Summary of Findings and Outlook
The results presented in this work show, that multiparty computation based on SPDZ is not ready for production, yet. Especially, improvements on the speed of the preprocessing, but also the online phase are necessary for widespread use. We implemented and tested the performance of two algorithms in regards to speed and precision in comparison to a non-MPC version in Python. The results show an overall decrease of speed of the online phases of three to four orders or magnitude in case of the simple linear regression (depending on number of participants) and four orders of magnitude for the more complex neural network in comparison to the Python version. In some cases, this could be tolerable. However, the preprocessing phase can become very time consuming. Also, for IoT devices and other computationally weak devices, the computationally heavy preprocessing can pose a significant challenge.
Nevertheless, there are promising other approaches. For example, when it comes to usability, improvement can be reached with the approach of Morten Dahl (described here and here). A trusted third party creates the preprocessed items. By doing so, Python including TensorFlow and other frameworks can be used for the implementation of the algorithm. However, this is not trustless anymore, which is only applicable to some use cases. To the best of our knowledge, our neural network is the first implementation of a more than 2-party privacy preserving neural network based on the SPDZ protocol, where no trusted third party as crypto provider is required for the preprocessing phase.

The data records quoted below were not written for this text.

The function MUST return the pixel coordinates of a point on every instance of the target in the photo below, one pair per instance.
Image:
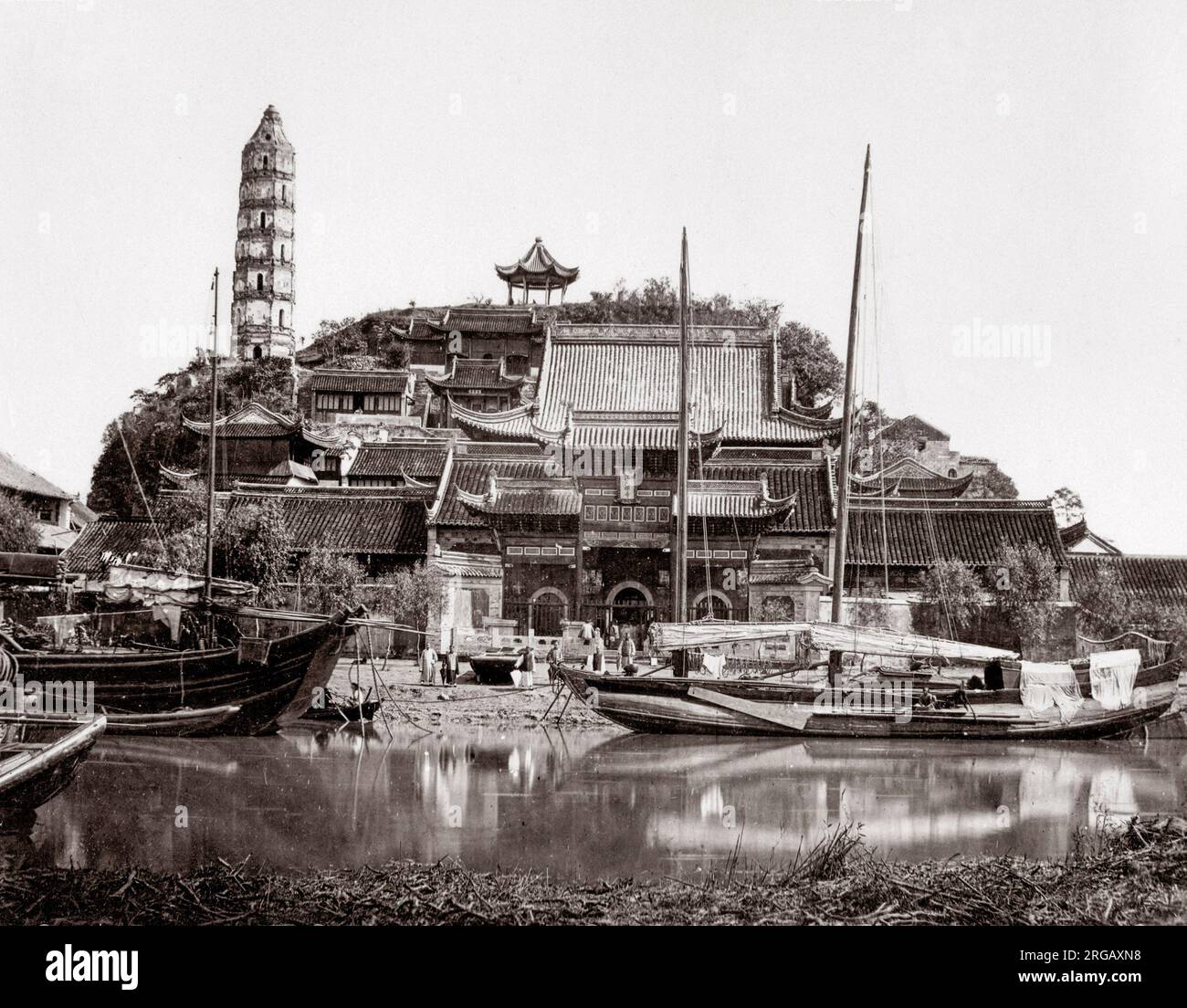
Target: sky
(1028, 173)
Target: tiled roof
(471, 475)
(909, 478)
(458, 564)
(807, 481)
(120, 537)
(253, 420)
(912, 429)
(419, 462)
(780, 572)
(592, 370)
(349, 521)
(466, 373)
(1077, 533)
(538, 265)
(918, 532)
(526, 497)
(476, 320)
(735, 499)
(348, 380)
(1161, 580)
(18, 478)
(617, 384)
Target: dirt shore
(1138, 877)
(467, 703)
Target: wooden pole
(208, 593)
(680, 548)
(838, 557)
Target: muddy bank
(1134, 877)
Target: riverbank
(467, 703)
(1132, 877)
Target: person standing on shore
(427, 664)
(627, 655)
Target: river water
(581, 803)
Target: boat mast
(838, 557)
(208, 593)
(680, 588)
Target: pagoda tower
(262, 305)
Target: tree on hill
(154, 436)
(1068, 507)
(18, 526)
(993, 483)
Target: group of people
(430, 663)
(622, 643)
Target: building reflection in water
(583, 803)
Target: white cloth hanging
(1047, 684)
(711, 665)
(1112, 675)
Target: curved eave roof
(538, 268)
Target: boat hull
(189, 692)
(34, 778)
(712, 707)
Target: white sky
(1029, 164)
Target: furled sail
(826, 636)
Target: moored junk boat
(253, 688)
(888, 704)
(39, 756)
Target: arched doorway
(546, 608)
(630, 605)
(711, 604)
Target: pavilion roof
(256, 420)
(538, 268)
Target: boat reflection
(581, 805)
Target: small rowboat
(39, 755)
(494, 667)
(343, 711)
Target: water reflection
(583, 803)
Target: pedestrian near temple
(427, 665)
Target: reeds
(1138, 876)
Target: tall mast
(838, 557)
(680, 588)
(206, 596)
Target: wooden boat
(39, 755)
(253, 688)
(741, 707)
(343, 711)
(494, 667)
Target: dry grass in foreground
(1134, 877)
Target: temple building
(262, 289)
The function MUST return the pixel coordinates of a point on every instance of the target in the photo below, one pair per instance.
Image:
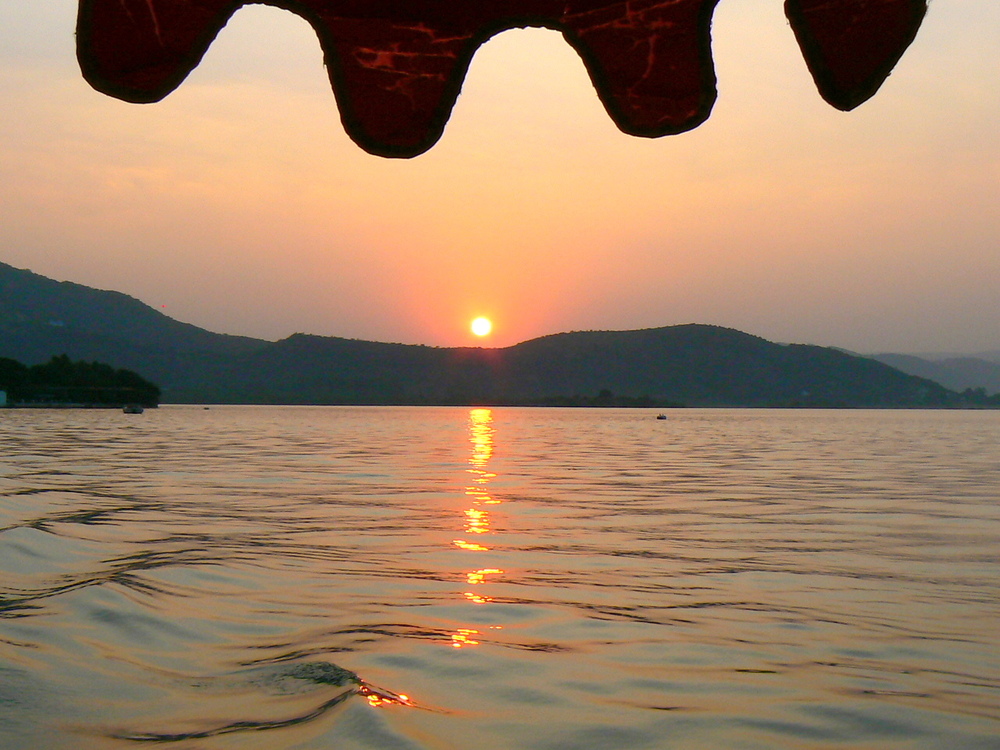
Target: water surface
(545, 579)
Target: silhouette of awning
(397, 66)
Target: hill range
(694, 365)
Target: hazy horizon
(239, 205)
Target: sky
(239, 204)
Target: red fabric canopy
(397, 66)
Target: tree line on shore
(61, 381)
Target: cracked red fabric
(397, 66)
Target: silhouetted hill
(690, 364)
(41, 318)
(957, 373)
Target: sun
(482, 326)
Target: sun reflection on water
(476, 519)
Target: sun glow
(482, 326)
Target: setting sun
(482, 326)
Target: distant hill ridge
(690, 364)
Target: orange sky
(239, 204)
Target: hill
(957, 373)
(689, 364)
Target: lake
(539, 579)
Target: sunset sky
(240, 205)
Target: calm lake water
(539, 579)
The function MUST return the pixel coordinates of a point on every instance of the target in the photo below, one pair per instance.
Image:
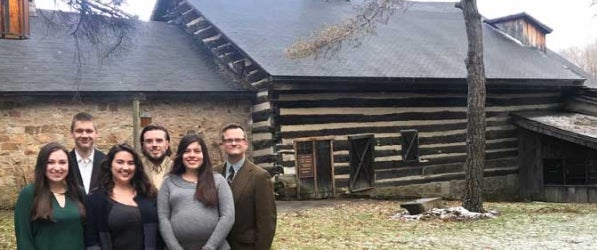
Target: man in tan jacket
(254, 203)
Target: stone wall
(27, 123)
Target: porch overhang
(573, 127)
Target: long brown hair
(42, 199)
(140, 182)
(206, 187)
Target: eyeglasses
(235, 140)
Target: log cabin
(386, 116)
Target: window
(410, 145)
(570, 171)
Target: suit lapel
(241, 181)
(77, 172)
(96, 171)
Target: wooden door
(361, 159)
(314, 163)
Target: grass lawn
(367, 224)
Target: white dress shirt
(85, 169)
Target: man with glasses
(252, 189)
(86, 158)
(155, 142)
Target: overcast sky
(574, 22)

We conclude that MPC computation has only restricted practicability in its current state, even with a sophisticated library such as SCALE-MAMBA. It also mainly depends on the application and the environment, if the use of SPDZ and MPC can currently make sense. Given the enhanced attention of public and research and the dramatic advances in privacy-preserving techniques in general and in MPC in particular throughout the past few years, real world applications in this context, not only based on SPDZ and the techniques investigated on here, are possible the future.